The IT Security Analyst's role is to manage and maintain the firm's IT security systems and processes. This position is a technically focused role working alongside the IT Security Architect. The role has primary responsibility for managing our core suite of security tools (including vulnerability scanning, patch management, anti-virus, intrusion detection/prevention) as well as advising on security aspects of all existing and incoming IT systems.

The IT Department's mission is to meet and exceed customer expectations and deliver outstanding service. We contribute to the success of the firm through the provision of timely and consistently high quality service at every point of customer contact.

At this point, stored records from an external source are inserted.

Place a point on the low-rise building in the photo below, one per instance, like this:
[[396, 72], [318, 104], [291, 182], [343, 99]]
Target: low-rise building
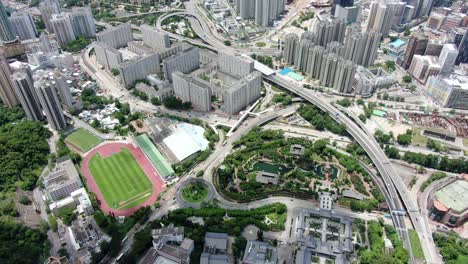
[[338, 232], [78, 199], [62, 180], [326, 200], [370, 80], [82, 233], [257, 252], [215, 249], [267, 177], [448, 204], [297, 149], [169, 246], [422, 67], [450, 92]]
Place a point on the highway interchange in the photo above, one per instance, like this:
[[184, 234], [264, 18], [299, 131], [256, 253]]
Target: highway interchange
[[395, 191]]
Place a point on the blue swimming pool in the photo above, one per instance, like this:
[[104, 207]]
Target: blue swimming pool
[[285, 71]]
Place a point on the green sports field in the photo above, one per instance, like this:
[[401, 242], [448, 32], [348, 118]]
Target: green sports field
[[83, 139], [121, 180]]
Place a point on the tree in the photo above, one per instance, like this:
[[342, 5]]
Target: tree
[[392, 153], [34, 3], [115, 72], [345, 102], [405, 139], [175, 103], [53, 223], [434, 145], [23, 149], [390, 65], [67, 215], [381, 137], [155, 101], [407, 79], [20, 244], [24, 200], [78, 44], [362, 117]]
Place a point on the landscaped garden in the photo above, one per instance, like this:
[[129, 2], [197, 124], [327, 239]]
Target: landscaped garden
[[268, 152], [83, 140], [195, 192]]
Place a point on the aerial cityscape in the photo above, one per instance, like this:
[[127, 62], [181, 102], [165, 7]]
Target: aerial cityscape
[[224, 132]]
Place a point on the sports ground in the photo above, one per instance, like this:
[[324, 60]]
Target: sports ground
[[83, 140], [122, 178]]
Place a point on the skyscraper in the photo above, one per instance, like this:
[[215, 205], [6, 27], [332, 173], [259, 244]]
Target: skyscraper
[[416, 46], [379, 18], [50, 104], [116, 37], [235, 65], [6, 29], [7, 94], [155, 39], [23, 25], [447, 58], [290, 44], [263, 11], [327, 31], [45, 42], [26, 94], [83, 22], [63, 28], [47, 9], [361, 47], [344, 77], [341, 3], [63, 90], [463, 49]]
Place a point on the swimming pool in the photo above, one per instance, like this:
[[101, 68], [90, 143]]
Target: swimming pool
[[285, 71]]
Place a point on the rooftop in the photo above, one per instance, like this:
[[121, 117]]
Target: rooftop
[[398, 43], [454, 195], [156, 158]]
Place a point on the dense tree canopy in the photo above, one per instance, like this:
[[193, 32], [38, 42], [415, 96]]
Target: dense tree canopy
[[23, 149], [453, 248], [20, 244], [321, 120]]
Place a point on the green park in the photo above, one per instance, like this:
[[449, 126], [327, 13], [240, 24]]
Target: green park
[[83, 140], [304, 174], [195, 192], [120, 178]]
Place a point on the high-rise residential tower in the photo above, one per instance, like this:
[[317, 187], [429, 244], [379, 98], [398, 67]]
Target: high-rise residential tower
[[26, 94], [6, 29], [416, 46], [155, 39], [50, 104], [263, 11], [7, 93], [290, 44], [447, 58], [341, 3], [63, 28], [83, 22], [23, 25], [47, 9], [116, 37]]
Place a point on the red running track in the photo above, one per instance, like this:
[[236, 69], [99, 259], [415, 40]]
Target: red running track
[[106, 150]]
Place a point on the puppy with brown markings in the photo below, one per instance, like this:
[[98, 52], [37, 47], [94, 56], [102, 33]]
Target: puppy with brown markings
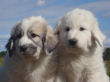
[[80, 48], [30, 52]]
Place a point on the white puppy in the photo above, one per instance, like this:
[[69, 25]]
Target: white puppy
[[80, 48], [30, 52]]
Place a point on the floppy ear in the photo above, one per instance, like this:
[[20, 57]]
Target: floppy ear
[[51, 40], [97, 34], [10, 46]]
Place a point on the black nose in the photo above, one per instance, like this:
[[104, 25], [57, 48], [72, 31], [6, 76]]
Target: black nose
[[23, 48], [72, 42]]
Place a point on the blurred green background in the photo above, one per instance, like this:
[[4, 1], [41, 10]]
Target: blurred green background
[[106, 59]]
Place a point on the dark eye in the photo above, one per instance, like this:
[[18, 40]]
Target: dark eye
[[33, 35], [67, 29], [19, 35], [82, 29]]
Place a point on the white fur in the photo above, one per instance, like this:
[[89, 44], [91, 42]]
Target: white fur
[[36, 68], [83, 63]]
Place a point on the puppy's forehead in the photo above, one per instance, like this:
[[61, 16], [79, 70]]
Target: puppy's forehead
[[79, 18], [36, 24]]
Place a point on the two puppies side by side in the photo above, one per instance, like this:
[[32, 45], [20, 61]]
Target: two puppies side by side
[[30, 52], [80, 48]]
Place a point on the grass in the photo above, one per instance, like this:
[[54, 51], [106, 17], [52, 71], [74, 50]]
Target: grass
[[107, 63]]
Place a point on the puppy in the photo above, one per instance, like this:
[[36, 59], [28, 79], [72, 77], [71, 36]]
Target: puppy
[[30, 52], [80, 48]]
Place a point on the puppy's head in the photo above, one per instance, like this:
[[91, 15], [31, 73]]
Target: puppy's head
[[79, 29], [30, 37]]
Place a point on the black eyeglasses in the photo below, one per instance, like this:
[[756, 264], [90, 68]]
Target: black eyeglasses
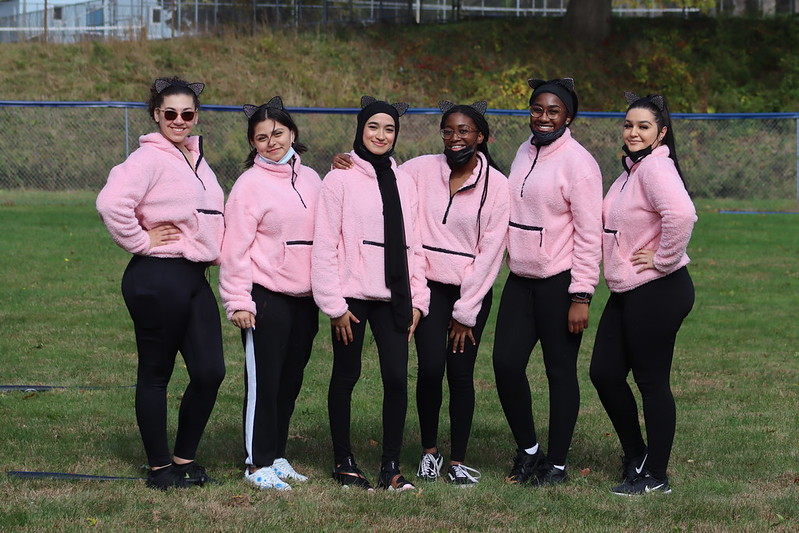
[[447, 133], [169, 114], [552, 112]]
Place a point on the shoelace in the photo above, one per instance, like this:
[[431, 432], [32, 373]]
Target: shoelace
[[463, 471], [429, 466]]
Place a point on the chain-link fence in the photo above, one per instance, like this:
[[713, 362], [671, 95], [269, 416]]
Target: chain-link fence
[[72, 146]]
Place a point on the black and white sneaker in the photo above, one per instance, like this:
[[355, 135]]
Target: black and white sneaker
[[643, 484], [430, 466], [391, 479], [524, 466], [632, 467], [548, 474], [462, 475]]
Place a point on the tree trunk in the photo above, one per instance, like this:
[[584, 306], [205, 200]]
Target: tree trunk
[[588, 20]]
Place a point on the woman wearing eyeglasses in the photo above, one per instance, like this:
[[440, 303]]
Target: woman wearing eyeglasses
[[648, 219], [463, 211], [265, 284], [164, 206], [554, 250]]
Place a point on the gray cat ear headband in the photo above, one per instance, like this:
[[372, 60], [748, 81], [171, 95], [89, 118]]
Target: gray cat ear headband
[[274, 103], [567, 83], [480, 107], [656, 99], [163, 83], [401, 107]]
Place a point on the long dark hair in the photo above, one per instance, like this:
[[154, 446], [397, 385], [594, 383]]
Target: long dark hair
[[280, 116], [652, 103], [174, 85], [479, 121]]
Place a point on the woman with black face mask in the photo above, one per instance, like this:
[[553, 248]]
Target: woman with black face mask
[[463, 211], [554, 250], [648, 219]]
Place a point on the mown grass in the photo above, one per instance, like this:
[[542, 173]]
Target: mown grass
[[702, 65], [63, 322]]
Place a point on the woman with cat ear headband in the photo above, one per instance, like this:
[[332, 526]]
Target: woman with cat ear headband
[[463, 211], [265, 284], [164, 206], [368, 266], [554, 250], [648, 219]]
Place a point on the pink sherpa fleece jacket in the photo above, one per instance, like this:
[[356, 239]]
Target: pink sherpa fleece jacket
[[556, 213], [155, 185], [649, 209], [347, 258], [270, 226], [453, 253]]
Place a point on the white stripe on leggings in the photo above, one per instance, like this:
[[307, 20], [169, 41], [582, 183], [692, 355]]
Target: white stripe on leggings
[[249, 416]]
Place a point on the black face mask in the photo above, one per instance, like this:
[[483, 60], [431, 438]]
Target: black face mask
[[543, 139], [458, 158], [634, 156]]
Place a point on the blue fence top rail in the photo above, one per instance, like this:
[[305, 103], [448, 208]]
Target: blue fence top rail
[[411, 111]]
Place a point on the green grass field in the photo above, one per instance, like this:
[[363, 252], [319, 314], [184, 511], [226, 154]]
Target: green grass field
[[735, 465]]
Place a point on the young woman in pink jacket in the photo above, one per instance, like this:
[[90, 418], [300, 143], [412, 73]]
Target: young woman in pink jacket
[[265, 284], [554, 250], [463, 213], [648, 219], [164, 205], [368, 266]]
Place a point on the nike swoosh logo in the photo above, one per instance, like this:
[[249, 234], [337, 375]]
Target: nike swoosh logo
[[640, 469]]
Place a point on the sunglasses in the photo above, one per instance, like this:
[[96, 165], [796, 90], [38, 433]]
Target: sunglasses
[[169, 114]]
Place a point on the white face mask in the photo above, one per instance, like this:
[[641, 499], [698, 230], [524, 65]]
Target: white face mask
[[283, 160]]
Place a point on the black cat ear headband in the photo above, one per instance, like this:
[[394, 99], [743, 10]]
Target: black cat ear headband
[[566, 83], [401, 107], [274, 103], [163, 83], [480, 107], [656, 99]]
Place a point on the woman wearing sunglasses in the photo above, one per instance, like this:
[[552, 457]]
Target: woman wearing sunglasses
[[463, 211], [554, 250], [164, 206], [265, 284]]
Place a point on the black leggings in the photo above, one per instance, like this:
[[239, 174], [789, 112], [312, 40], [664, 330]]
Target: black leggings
[[637, 332], [285, 327], [392, 349], [173, 309], [435, 355], [533, 310]]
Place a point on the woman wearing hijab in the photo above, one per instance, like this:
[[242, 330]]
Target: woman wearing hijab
[[554, 250], [648, 219], [368, 266]]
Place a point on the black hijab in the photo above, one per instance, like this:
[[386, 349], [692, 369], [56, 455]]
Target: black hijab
[[395, 246]]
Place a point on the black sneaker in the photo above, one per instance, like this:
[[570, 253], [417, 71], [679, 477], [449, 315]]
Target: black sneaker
[[632, 467], [348, 474], [391, 478], [193, 473], [166, 478], [643, 484], [548, 474], [524, 466]]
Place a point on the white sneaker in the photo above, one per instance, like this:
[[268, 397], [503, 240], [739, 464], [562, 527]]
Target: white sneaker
[[430, 466], [286, 471], [265, 478]]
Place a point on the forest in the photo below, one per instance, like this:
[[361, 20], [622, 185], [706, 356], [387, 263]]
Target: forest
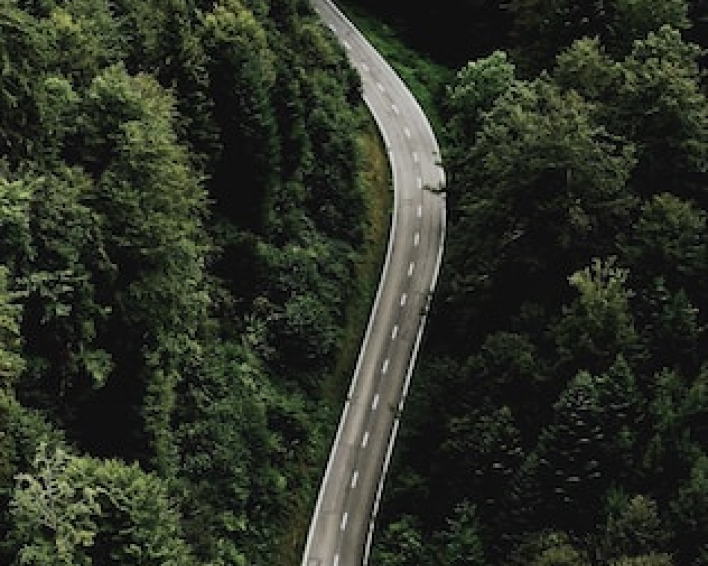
[[182, 217], [559, 415]]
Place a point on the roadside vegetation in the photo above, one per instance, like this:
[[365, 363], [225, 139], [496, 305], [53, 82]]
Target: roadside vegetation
[[182, 215], [558, 416]]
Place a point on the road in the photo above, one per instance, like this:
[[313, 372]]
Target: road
[[347, 504]]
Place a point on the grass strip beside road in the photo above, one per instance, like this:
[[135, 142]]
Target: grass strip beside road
[[376, 185]]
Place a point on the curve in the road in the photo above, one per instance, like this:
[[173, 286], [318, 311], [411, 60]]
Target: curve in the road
[[342, 524]]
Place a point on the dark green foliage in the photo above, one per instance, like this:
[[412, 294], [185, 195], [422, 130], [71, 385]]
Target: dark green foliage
[[563, 391], [176, 263]]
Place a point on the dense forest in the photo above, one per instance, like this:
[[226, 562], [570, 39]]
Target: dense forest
[[181, 217], [560, 415]]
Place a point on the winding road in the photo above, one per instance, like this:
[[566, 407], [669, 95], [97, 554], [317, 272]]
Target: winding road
[[343, 520]]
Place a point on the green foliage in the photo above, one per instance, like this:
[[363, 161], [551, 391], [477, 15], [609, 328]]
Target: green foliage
[[475, 90], [591, 172], [72, 510], [460, 541], [161, 180]]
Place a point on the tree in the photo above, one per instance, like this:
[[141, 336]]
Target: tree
[[401, 544], [634, 529], [690, 515], [669, 240], [79, 511], [460, 543], [475, 89], [542, 189], [242, 74], [598, 325]]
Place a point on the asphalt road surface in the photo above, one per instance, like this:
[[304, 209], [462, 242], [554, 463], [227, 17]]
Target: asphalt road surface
[[343, 519]]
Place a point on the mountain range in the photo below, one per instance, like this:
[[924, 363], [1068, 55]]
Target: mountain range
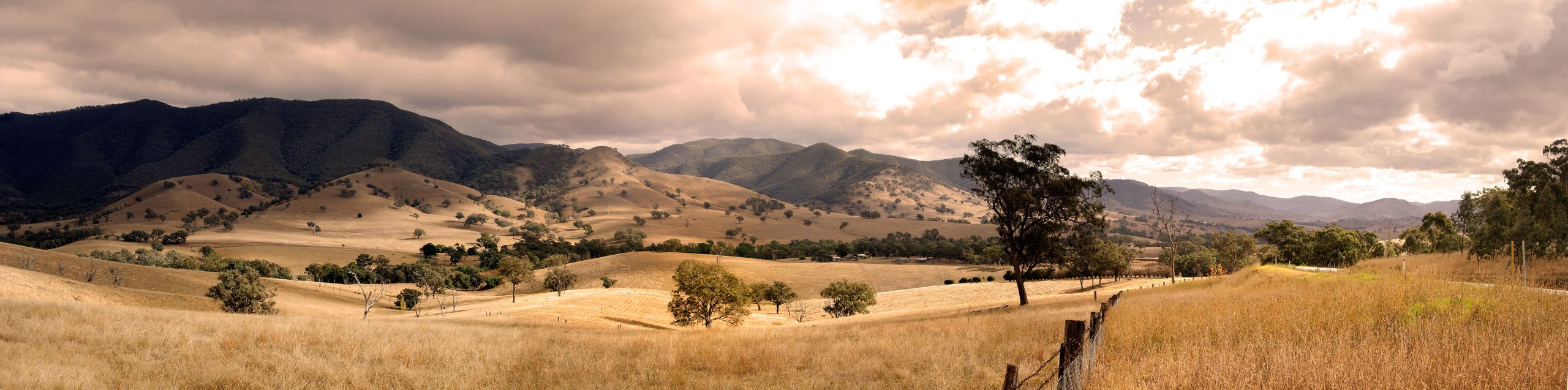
[[827, 174], [73, 162]]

• Continual improvement of the firm's IT Security posture through constant awareness of issues and threats, applying the appropriate controls in a timely and effective manner whilst maintaining productivity;

• Complete regular vulnerability scans across the firms network;

• Take a lead role on patch management, including the testing and application of security patches and updates to IT systems;

• Lead on anti-virus compliance and regular management reporting;

• Analysing and reporting on anomalous behaviour;

• Recording and investigating potential security threats and escalating those findings to the IT Security Architect and IT Management as appropriate;

• Collaborate with relevant IT Department colleagues and third parties to maintain and manage border security, including pathways into and out of our network;

• Advise on server and desktop OS hardening techniques to reduce exposure;

• Define, develop and report on adherence to policy and process;

• Manage and refine end point security and data loss prevention methods;

• Work with internal project teams to ensure 'Security By Design' in any IT system implemented;

• Support the IT Security Architect on strategic security projects such as Cyber Essentials+, ISO27001, GDPR and new security systems;

• Keeping abreast of latest IT security measures and controls;

• Contribution to, refinement and rehearsal of cyber response policies and protocols.

Essential:

• Strong Windows operating system experience including server and desktop OS hardening

• Solid vulnerability scanning and patch management skills

• Anti-virus and DLP management in an enterprise environment

• Ability to identify security threats, trends and anomalies

• Logical thinker and creative problem solver

• Excellent written and verbal communication skills

• Self-motivated and able to take responsibility

Desirable:

• Experience in one or more of the following would also be advantageous:

  • Management of SIEM tools

  • Experienced in firewall management including and intrusion detection/prevention protocols

  • Cloud based services:

    • Microsoft Azure/Office 365/Exchange Online

    • Mimecast

    • Cloud based authentication services (Okta/OneLogin)

• Formal security-related qualification, such as CEH

• Our office hours are 09.30 to 17.30 but it is essential that the applicant is committed, flexible and prepared to work beyond the normal office hours when necessary and in response to demand;

• Overtime at weekends will be required from time-to-time in order to support project work;

• We expect the successful applicant to bring the experience, commitment and passion to further define the job description and embed the principles of good IT Security in the culture of the firm.